Package: logcheck-database
Version: 1.3.5
Severity: minor
Tags: patch
User: [email protected]
Usertags: origin-ubuntu lucid ubuntu-patch
Hi
( This was originally reported in Ubuntu bug
https://bugs.launchpad.net/ubuntu/+source/logcheck/+bug/463471 )
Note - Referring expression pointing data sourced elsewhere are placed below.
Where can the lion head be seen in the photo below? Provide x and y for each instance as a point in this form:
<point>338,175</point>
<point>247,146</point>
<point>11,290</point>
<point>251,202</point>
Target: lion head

I guess since the switch from syslogd to rsyslog in Ubuntu 9.10,
logcheck doesn't filter out CRON entries anymore. I verified this on
one of my systems and saw what used to be /USR/SBIN/CRON and
/usr/sbin/cron messages be logged without /usr/sbin/. Please find
attached a patch to support both formats.
Thanks,
--
Loïc Minier
diff -Nru logcheck-1.3.5/debian/changelog logcheck-1.3.5ubuntu1/debian/changelog
--- logcheck-1.3.5/debian/changelog 2010-01-01 00:14:30.000000000 +0100
+++ logcheck-1.3.5ubuntu1/debian/changelog 2010-01-21 23:36:34.000000000 +0100
@@ -1,3 +1,15 @@
+logcheck (1.3.5ubuntu1) lucid; urgency=low
+
+ * rulefiles/linux/ignore.d.paranoid/cron: make /usr/sbin/ optional in
+ pathnames to cron; apparently a difference between syslog and rsyslog;
+ LP: #463471.
+
+ -- Loïc Minier <[email protected]> Thu, 21 Jan 2010 23:09:45 +0100
+
logcheck (1.3.5) unstable; urgency=low
[ Hannes von Haugwitz ]
Les fichiers binaires /tmp/XIHkznoL9R/logcheck-1.3.5/docs/.README.logcheck-database.swp et /tmp/NAj5ZmFW1d/logcheck-1.3.5ubuntu1/docs/.README.logcheck-database.swp sont différents.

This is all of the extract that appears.